If a business is a going concern, its fixed assets will normally be shown in the balance sheet at cost less aggregate depreciation to date, i.e. at net book value. Stock should be shown at cost or net realizable value, whichever is the less. If a business is not a going concern, the assets should be shown in the balance sheet at the amount they may be expected to realize when sold, bearing in mind that, in an enforced sale, the proceeds may be lower than expected. The effect of writing assets down in this way will increase the amounts charged normally for depreciation in the profit and loss account.
8. The Substance over Form Concept: The legal form in a transaction may differ from its economic substance. That is, the firm may be in possession of an asset that is being used in the business but which has not yet been paid for. For example, an equipment may have been bought on hire purchase or acquired by way of a lease, and as such the asset does not legally belong to the firm until it is paid for. However, the economic substance of the equipment must be shown in the books, and this takes precedence over the legal form in it.
9. The Time Interval or Periodicity Concept: The firm should prepare a set of final accounts in order to take a reading of its performance from time to time. This is required although the business is regarded as a going concern. This periodic reading of the business allows management to make informed assessment and control over the affairs of the business.

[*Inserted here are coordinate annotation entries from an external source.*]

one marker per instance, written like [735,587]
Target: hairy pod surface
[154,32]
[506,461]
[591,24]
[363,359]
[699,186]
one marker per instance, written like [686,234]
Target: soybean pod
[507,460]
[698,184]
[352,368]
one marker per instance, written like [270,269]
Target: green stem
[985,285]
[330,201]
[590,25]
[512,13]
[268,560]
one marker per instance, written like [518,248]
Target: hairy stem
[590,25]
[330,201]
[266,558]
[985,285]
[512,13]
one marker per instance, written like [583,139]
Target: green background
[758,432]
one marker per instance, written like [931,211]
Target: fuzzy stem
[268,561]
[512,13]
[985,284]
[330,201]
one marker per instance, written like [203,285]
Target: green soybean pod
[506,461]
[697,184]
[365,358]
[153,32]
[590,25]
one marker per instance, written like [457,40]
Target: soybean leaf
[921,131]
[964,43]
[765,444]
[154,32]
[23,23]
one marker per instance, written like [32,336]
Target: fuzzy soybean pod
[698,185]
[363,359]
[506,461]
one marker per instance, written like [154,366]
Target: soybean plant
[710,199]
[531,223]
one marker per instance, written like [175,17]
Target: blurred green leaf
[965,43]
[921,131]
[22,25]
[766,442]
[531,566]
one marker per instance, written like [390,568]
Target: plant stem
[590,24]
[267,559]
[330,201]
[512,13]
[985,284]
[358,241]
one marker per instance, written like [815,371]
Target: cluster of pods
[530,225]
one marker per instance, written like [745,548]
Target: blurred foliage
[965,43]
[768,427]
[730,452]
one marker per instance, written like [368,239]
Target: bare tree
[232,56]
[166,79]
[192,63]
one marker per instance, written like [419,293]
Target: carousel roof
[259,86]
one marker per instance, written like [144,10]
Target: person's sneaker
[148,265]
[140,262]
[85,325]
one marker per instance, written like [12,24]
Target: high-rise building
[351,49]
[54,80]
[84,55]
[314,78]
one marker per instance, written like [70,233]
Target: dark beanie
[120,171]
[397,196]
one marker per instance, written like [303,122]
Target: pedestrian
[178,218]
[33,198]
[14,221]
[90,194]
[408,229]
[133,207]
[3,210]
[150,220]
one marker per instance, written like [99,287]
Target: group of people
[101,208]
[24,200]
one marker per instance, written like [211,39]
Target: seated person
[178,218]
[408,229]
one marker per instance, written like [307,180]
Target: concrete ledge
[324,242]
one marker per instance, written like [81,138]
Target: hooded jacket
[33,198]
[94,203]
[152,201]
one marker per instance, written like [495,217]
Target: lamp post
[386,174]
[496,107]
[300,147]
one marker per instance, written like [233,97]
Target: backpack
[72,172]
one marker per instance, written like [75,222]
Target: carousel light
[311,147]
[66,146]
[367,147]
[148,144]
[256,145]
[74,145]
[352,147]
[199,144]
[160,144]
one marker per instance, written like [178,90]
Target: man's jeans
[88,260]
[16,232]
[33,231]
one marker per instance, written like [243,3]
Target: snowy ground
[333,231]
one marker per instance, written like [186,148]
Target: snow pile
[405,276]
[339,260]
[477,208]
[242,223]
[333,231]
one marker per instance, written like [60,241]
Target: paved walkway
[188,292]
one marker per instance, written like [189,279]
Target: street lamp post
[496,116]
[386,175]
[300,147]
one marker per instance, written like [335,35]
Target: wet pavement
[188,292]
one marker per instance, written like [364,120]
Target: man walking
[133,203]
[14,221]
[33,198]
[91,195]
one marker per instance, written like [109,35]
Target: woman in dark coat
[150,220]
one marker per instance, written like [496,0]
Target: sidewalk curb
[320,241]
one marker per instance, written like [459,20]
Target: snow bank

10.The Objectivity Concept: The accounting transactions recorded in the firms books should be supported by objective evidence or by a basis of origin in fact. This includes such documentation as sales invoices, payment vouchers, cash receipts etc. Thus, there should be a basis by which the transactions can be verified. This is usually required whenever an audit is being done.
11. The Realization Concept: Income is regarded as being earned at the point when the legal property, or the claim, in goods has passed from the seller to the buyer. This may be different from the point when the order was received, the delivery was made, or payment completed. This, however, is determined by the terms of the contract.
John runs a retail business, but he isnt familiar with the various accounting concepts. He is therefore seeking your advice as to whether he dealt with the following situations correctly:
a. John was so pleased with the motivation of his staff that he decided to include this on his financial statements.
b. A sale was made in the current financial year, but payment would not be received until the following year. John decided to record the sale as occurring in the following year since thats when he would receive the cash.
c. John purchased some items on Hire purchase but decided not to include them on his financial statements since he hasnt finished paying as yet.
d. A potential customer enquired about an item and then later told John that he was seriously considering purchases in the item next month. John was so delighted to hear this and decided to record the sale immediately.
Required:
Assist John by identifying an accounting concept that is applicable to each scenario and explain to him whether he had adhered to that concept or not.